Regulators have spent two years writing rules for crypto and stablecoins. The Financial Stability Board now says the hard part – making them work across borders – has barely begun, leaving gaps big enough for the next crisis to slip through.

The FSB’s thematic peer review, released on October 16, finds countries relying on cooperation pacts that were designed for yesterday’s markets and are still used mainly to license firms or pursue one-off investigations, not to police day-to-day risks that spill across jurisdictions.

The peer review examines how 37 jurisdictions (FSB members plus selected others) have translated last year’s “same activity, same risk, same regulation” blueprint into law. A companion information note with IOSCO maps how 20 markets are applying market-integrity and investor-protection rules to crypto intermediaries.

Together, the reports paint a picture of visible progress, but with uneven depth and little of the real-time, cross-border supervision that crypto actually demands.

Summary of implementation status for crypto-assets.

The headline risk: cooperation that stops at the border

Most authorities lean on IOSCO’s multilateral memoranda of understanding (MMoU/EMMoU). Those tools were built for securities enforcement and authorisations; the FSB finds they are “mainly used for enforcement” and “do not currently extend to financial stability risks.”

Banking supervisors and stability authorities are often outside these pacts altogether, creating blind spots when a crypto firm spans payments, banking rails and trading venues.

Where bespoke mechanisms do exist, they are young and sporadically used. Some jurisdictions have begun widening MoUs from licensing to enforcement or enabling cross-border on-site inspections, but the review concludes there is still “no evidence” that current arrangements adequately support sharing information relevant to systemic risk. Legal barriers to sharing confidential or personal data compound the problem.

Stablecoins: same promises, different rulebooks

The FSB flags wide divergence in core prudential requirements for stablecoin issuers—capital, liquidity, reserve custody and eligibility, redemption and wind-down planning.

Those differences matter for payments: identical tokens can face contradictory obligations depending on where the issuer is domiciled or where reserves are held, fragmenting liquidity and inviting regulatory arbitrage.

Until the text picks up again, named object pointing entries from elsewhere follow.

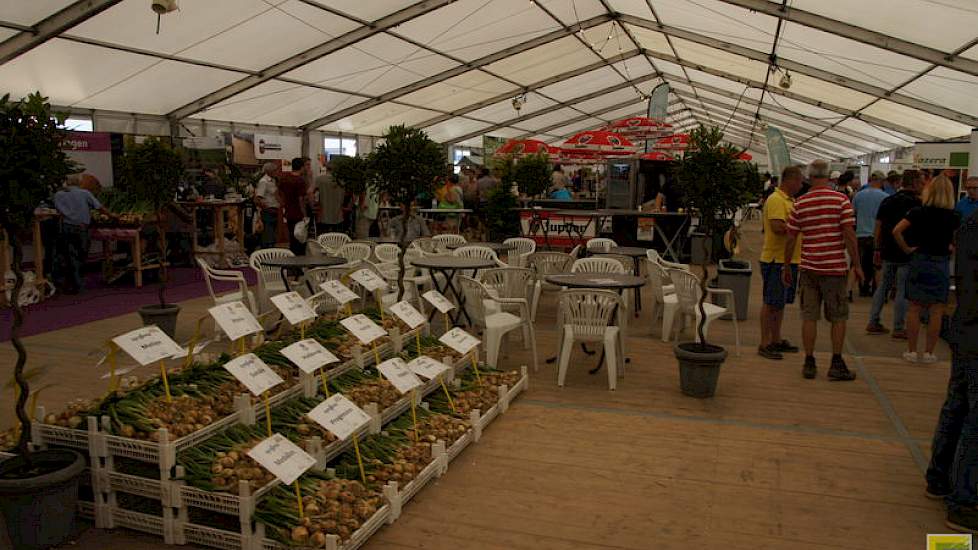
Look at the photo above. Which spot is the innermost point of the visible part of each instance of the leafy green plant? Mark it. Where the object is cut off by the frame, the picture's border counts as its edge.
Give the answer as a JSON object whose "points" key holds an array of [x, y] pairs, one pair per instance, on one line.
{"points": [[404, 166], [532, 174], [715, 184], [151, 171], [32, 167]]}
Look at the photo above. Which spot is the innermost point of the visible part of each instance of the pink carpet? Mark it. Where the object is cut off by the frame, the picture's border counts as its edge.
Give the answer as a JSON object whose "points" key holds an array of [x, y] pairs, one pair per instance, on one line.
{"points": [[101, 301]]}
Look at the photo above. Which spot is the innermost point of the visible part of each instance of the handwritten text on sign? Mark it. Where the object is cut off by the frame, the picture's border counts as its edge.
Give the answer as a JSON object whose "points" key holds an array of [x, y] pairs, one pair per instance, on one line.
{"points": [[368, 280], [428, 367], [309, 355], [363, 328], [397, 373], [459, 340], [253, 373], [293, 307], [284, 459], [438, 300], [339, 415], [148, 345], [235, 320], [407, 313], [338, 291]]}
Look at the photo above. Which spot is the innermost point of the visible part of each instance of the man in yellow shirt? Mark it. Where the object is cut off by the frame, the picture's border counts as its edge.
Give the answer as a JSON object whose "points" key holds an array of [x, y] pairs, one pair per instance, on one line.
{"points": [[777, 208]]}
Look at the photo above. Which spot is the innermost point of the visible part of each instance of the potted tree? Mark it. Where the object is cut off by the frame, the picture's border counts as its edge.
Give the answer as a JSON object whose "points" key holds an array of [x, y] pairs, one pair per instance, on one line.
{"points": [[151, 172], [404, 166], [38, 490], [715, 185]]}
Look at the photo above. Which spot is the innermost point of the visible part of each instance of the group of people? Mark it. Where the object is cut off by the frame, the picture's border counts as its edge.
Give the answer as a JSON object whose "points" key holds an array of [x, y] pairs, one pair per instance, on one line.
{"points": [[816, 239]]}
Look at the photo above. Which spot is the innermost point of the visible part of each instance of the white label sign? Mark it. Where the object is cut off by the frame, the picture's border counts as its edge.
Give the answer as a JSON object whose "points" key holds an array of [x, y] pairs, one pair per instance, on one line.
{"points": [[338, 291], [438, 300], [363, 328], [428, 367], [253, 373], [309, 355], [407, 313], [339, 415], [397, 373], [368, 280], [295, 309], [148, 345], [459, 340], [284, 459], [235, 320]]}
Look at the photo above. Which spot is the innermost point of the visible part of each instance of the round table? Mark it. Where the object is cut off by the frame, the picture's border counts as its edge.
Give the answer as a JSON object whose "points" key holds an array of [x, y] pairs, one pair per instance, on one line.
{"points": [[448, 265], [303, 263]]}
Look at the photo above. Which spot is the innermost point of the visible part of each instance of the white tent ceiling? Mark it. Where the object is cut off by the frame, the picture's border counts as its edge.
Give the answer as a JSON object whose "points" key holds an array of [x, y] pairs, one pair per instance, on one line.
{"points": [[866, 76]]}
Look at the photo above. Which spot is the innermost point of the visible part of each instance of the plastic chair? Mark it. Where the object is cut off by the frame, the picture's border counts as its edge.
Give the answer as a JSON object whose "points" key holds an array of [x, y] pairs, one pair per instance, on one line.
{"points": [[688, 293], [544, 264], [230, 276], [600, 244], [269, 278], [523, 247], [496, 323], [588, 316]]}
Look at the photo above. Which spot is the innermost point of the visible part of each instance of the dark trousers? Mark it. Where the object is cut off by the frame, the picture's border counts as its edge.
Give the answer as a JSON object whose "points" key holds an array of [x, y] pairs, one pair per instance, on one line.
{"points": [[954, 458], [866, 249]]}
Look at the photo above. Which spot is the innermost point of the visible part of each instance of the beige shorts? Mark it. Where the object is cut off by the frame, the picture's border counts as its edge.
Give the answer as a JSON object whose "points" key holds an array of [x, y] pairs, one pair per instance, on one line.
{"points": [[829, 290]]}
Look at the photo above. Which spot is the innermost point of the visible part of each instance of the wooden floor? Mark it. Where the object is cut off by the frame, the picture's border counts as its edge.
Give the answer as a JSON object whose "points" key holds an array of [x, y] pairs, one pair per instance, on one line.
{"points": [[773, 461]]}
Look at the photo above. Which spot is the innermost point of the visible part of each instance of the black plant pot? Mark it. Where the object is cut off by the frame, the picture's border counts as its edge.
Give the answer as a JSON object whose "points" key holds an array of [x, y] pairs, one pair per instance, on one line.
{"points": [[699, 368], [39, 511], [164, 316]]}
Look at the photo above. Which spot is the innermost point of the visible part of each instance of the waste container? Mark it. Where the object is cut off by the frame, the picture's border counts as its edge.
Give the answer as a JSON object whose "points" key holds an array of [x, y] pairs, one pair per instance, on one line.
{"points": [[735, 275]]}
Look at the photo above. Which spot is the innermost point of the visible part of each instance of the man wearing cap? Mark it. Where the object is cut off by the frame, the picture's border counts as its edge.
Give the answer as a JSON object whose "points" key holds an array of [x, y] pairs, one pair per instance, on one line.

The Board’s remedy is blunt: jurisdictions should close gaps with specific focus on liquidity risk management, capital buffers, stress testing, user redemption, reserve custody and recovery and resolution planning.

What’s been built so far

A growing group of markets now have final frameworks on the books.

The FSB list includes the EU, Hong Kong, Japan, Singapore, Türkiye and others; in total, 11 jurisdictions are in the “finalised” column. Several more, including the UK and Australia, have proposals that are not yet in force. But rules on high-impact activities such as crypto borrowing and lending are far from universal, and the review notes persistent variation in how authorities scope, license and examine multi-function crypto intermediaries.

On supervisory posture, the FSB sees a split: among members with regimes in place, attention is shifting towards recovery and resolution planning for crypto firms and stablecoin arrangements; non-members are still prioritising consumer protection, fraud controls and disclosures as they build capacity.

The divergence reflects different stages of the rulemaking cycle—and adds to inconsistency in the near term.

The IOSCO lens: market integrity still lags

IOSCO’s parallel stock-take focuses on governance, conflicts, custody, retail protections, disclosures and market-abuse controls across 20 jurisdictions.

It underscores that information-sharing should span the entire regulatory lifecycle rather than flare up only when something breaks. That is not how most regimes operate today.

The FSB’s most pointed conclusion is that the world has built national frameworks without the connective tissue to manage cross-border failures or fast-moving spillovers between crypto and traditional finance. That leaves central banks and market regulators trying to monitor systemic linkages with limited data and cooperation tools not designed for stability work.

In the near term, the Board wants jurisdictions to prioritise full implementation of its 2023 framework and to align stablecoin rules, improve supervisory data and extend cooperation beyond licensing and case-by-case enforcement.